The legislation’s support from the committee seemingly made it more likely to earn a vote from lawmakers, and the legislative analytics company FiscalNote estimates that it would’ve had a 76.9 percent of passing the full House if it had advanced. But now, the measure is dead unless legislators choose to re-introduce it when the Legislature reconvenes in January.
A nearly identical bill to restrict the release of police recordings also failed in this session. S.B. 18 died in March, and would’ve classified law enforcement video as “criminal investigation records,” which are exempted from release.
However, that bill originally started as a measure that would have required state patrol officers to wear body cameras. The legislation, which was sponsored by the Senate’s Judiciary Committee at the request of Sen. David Haley, also contained a provision to keep camera footage confidential, but did allow their public release if the people recorded on the videos gave their consent.
But the bill faced stiff pushback from law enforcement right away. In a February 2015 committee hearing on the legislation, Ed Klumpp — a legislative liaison for Kansas Association of Chiefs of Police, the Kansas Sheriffs Association and the Kansas Peace Officers Association — testified that police all over the state were “ardently opposed” to any sweeping, “unfunded” requirement for officers to wear cameras.
However, he did suggest that the question of how law enforcement video footage should be handled under public records law was “worth legislative exploration.”
“Law enforcement is provided a great deal of information that we are expected to hold in confidence. Clearly not everything we are told on video is accurate,” Klumpp said. “If that information is on a recording and is not subject to any of the exceptions in place today it could be devastating to the person giving the information, the person the information is about, and sometimes their families. It will surely lead to people being hesitant to provide us the information we need to do our jobs. While we do not believe these provisions are polished yet, they clearly show a path to provide the balance we need in this area.”
Accordingly, the committee substituted in the new language stipulating that the videos be exempted from release and passed the bill. The full Senate unanimously passed the legislation, but it died awaiting House action.
These types of bills restricting access to police body camera footage aren’t uncommon around the country. A StateScoop analysis of state legislation on the subject found that lawmakers introduced 84 bills governing the technology in 2015, and 17 contained restrictions on public access to the footage.
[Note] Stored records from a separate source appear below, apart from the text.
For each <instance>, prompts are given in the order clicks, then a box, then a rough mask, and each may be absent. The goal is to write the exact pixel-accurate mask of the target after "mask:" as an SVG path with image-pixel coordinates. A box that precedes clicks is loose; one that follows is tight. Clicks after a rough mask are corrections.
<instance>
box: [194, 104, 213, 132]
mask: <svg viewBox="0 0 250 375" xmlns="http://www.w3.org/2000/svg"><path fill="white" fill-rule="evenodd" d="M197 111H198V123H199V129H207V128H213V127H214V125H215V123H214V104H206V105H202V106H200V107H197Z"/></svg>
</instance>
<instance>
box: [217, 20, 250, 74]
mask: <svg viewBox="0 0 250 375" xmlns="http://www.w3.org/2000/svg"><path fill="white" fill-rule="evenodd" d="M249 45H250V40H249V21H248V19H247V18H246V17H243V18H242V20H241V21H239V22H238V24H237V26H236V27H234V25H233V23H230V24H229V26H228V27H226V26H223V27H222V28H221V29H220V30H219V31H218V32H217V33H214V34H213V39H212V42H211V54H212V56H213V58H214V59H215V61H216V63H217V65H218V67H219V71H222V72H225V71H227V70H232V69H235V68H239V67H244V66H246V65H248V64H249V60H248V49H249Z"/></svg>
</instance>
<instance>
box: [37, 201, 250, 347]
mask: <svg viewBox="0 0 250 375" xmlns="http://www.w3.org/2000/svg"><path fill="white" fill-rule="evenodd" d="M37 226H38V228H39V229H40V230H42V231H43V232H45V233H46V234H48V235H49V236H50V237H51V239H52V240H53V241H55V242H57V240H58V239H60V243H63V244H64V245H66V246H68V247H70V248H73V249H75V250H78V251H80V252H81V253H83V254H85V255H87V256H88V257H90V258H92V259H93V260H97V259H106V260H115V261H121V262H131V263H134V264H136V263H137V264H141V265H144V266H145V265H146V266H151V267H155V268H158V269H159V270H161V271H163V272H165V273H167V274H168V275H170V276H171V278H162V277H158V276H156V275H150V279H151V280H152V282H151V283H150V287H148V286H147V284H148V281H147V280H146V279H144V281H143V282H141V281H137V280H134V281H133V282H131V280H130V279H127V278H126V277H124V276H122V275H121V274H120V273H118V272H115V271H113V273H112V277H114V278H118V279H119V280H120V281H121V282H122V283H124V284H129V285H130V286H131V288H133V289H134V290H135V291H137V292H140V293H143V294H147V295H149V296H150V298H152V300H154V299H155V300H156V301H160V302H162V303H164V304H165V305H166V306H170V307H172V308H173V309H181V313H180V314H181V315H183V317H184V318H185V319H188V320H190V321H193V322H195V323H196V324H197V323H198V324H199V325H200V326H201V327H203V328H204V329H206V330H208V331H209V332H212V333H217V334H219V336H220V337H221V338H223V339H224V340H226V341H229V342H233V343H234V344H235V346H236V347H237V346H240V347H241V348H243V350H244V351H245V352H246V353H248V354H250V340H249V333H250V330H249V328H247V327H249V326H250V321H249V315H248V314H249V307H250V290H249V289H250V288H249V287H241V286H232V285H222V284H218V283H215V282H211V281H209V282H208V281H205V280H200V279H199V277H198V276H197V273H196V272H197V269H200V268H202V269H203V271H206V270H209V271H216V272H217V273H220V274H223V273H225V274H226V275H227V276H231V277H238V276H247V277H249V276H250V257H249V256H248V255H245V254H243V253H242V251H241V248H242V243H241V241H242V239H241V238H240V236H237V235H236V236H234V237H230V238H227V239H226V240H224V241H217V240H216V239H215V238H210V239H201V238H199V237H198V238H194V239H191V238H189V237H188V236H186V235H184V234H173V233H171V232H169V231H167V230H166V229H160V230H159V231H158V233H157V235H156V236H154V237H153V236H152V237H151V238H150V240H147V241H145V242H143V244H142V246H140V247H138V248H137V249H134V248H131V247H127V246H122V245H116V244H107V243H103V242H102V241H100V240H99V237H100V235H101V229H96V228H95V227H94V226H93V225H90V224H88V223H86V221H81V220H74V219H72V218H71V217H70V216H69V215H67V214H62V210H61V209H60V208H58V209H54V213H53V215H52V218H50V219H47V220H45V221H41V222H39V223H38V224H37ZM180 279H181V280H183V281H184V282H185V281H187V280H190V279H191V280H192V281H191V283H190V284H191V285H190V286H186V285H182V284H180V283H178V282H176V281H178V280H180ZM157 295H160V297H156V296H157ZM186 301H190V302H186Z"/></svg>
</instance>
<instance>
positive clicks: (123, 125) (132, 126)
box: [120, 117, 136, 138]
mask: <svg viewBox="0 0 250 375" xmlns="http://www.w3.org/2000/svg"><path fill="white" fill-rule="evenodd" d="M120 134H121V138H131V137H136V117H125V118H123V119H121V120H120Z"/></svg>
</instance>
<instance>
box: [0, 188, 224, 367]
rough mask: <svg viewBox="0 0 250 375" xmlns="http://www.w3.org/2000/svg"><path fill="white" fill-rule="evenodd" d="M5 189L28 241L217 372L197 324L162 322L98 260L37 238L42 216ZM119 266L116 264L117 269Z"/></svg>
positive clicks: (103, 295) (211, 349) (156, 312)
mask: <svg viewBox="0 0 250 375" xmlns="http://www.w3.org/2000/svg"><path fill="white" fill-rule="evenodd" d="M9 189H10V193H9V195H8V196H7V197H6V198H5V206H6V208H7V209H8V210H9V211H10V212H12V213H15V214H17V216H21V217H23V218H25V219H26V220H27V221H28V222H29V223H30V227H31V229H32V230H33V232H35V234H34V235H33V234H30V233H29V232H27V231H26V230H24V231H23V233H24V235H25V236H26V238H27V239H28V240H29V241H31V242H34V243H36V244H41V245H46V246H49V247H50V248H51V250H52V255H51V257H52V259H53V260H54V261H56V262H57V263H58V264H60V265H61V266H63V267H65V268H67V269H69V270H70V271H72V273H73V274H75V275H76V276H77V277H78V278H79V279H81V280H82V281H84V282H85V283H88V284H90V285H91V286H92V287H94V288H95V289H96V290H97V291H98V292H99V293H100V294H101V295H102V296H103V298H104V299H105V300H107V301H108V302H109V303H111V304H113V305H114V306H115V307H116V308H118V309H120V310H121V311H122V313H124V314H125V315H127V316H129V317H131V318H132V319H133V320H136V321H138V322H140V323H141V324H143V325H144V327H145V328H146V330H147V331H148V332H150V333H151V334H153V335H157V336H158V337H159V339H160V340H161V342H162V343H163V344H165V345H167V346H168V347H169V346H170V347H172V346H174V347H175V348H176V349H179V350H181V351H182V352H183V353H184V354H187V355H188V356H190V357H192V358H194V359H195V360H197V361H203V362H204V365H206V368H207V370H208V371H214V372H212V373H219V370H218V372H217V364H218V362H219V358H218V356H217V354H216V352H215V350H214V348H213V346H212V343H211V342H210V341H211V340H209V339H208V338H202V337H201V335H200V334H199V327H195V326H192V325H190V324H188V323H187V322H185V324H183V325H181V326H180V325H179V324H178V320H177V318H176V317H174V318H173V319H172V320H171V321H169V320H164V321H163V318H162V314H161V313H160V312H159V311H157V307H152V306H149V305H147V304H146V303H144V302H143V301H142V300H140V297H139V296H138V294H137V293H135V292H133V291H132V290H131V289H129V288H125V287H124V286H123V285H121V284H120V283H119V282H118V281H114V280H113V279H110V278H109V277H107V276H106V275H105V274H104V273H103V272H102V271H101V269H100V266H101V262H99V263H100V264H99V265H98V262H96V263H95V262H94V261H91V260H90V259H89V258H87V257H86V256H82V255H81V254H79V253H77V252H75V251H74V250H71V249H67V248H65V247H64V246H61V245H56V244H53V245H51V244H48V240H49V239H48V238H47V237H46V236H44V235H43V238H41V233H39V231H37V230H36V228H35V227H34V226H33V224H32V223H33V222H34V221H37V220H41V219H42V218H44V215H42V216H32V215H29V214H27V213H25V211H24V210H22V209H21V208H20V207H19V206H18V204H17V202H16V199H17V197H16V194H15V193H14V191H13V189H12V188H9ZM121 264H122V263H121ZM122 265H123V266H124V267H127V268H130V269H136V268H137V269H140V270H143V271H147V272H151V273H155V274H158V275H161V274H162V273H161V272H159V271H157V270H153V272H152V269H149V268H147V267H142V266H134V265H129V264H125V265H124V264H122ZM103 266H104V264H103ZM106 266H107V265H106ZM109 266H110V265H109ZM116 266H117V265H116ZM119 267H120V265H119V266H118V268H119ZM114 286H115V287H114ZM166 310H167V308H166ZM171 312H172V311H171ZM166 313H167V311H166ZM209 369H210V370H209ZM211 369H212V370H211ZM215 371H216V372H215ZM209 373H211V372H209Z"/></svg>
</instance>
Researchers at Yale Law School argue that these sorts of bills are unnecessary, charging in a white paper last year that states should treat video footage like they would any public record with exemptions from release in certain situations.
“Body cam footage doesn’t need to be different,” Divya Musinipally, a student researcher with the law school’s Media Freedom and Information Access Clinic, previously told StateScoop. “They have a lot of issues that they bring forward, but those issues are dealt with by courts every day when they’re litigating public access requests.”